A new study describes a novel computing component which emulates the way neurons connect in the human brain. This “memristor” changes its electrical resistance depending on how much current has already flowed through it, mimicking the way neurons transmit signals through synapses, the team writes.
This device could lead to significant advancements in brain-like computers, capable of handling perceptual and learning tasks much better that traditional computers while being much more energy efficient.
“In the past, people have used devices like transistors and capacitors to simulate synaptic dynamics, which can work, but those devices have very little resemblance to real biological systems,” said study leader and professor of electrical and computer engineering at the University of Massachusetts Amherst Joshua Yang.

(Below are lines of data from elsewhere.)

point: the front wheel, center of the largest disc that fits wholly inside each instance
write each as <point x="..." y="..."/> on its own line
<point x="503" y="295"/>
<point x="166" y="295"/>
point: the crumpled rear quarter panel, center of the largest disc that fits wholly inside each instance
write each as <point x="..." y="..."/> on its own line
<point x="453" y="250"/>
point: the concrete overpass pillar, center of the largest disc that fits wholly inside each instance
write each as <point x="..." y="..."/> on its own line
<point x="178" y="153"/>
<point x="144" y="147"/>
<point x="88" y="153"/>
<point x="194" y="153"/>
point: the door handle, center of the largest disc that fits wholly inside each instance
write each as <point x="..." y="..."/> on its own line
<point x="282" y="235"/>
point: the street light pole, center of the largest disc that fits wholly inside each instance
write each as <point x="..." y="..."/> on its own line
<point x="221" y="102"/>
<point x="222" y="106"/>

The human brain has somewhere between 86 to 100 billion neurons which connect in up to 1,000 trillion (that’s a one followed by 15 zeros) synapses — making your brain an estimated 1 trillion bit per second processor. Needless to say, computer scientists are dying to build something with even a fraction of this processing power, and a computer that mimics the brain’s structure — and thus its computing power and efficiency — would be ideal.
Building a brain
When an electrical signal hits a synapse in your brain it prompts calcium ions to flood into it, triggering the release of neurotransmitters. This is what actually transmits the information over the synapse, causing an impulse to form in the other neuron and so on. The “diffusive memristor” described in the paper is made up of silver nanoparticle clusters embedded in a silicon oxynitride film that is embedded between two electrodes.
The film is an insulator but applying a voltage through the device and the clusters start to breaks apart through a combination of electrical forces and heat. The nanoparticles diffuse through the film to form a conductive filament, allowing current to flow from one electrode to the other. Cut the voltage, the temperature drops, and the clusters re-form — similar to how calcium ions behave in a synapse.
“With the synaptic dynamics provided by our device, we can emulate the synapse in a more natural way, more direct way and with more fidelity,” he told Live Science.
The device can thus mimic short-term plasticity in neurons, the researchers said. Trains of low-voltage, high-frequency pulses will gradually increase the device’s conductivity until a current can pass through. But, if the pulses continue, the conductivity will eventually decrease.
The team also combined their diffusion memristor with a drift memristor, which relies on electrical fields and is optimized for memory applications. This allowed them to demonstrate a form of long-term plasticity called spike-timing-dependent plasticity (STDP), adjusting connection strength between neurons based on the timing of impulses. Drift memristors have previously used to approximate calcium dynamics. But, because they’re based on physical processes very different from the ones our brains employ, they have limited fidelity and variety in what functions they can simulate.
“You don’t just simulate one type of synaptic function, but [also] other important features and actually get multiple synaptic functions together,” Yang said.
“The diffusion memristor is helping the drift-type memristor behave similarly to a real synapse. Combining the two leads us to a natural demonstration of STDP, which is a very important long-term plasticity learning rule.”
Reproducing synaptic plasticity is essential to creating a brain-like computer. And we should do our best to create one, Yang said.
“The human brain is still the most efficient computer ever built,” he added.
The team uses fabrication processes similar to those being developed by computer memory companies to scale up memristor production. Silver doesn’t lend well to all these methods, however, copper nanoparticles could be used instead, Yang said. He added that the approach is definitely scalable and single units systems should be comparable to biological synapses in size. But he added that in multiunit systems, the devices will likely need to be bigger due to practical considerations involved in making a larger system work.
The full paper “Memristors with diffusive dynamics as synaptic emulators for neuromorphic computing” has been published in the journal Nature Materials.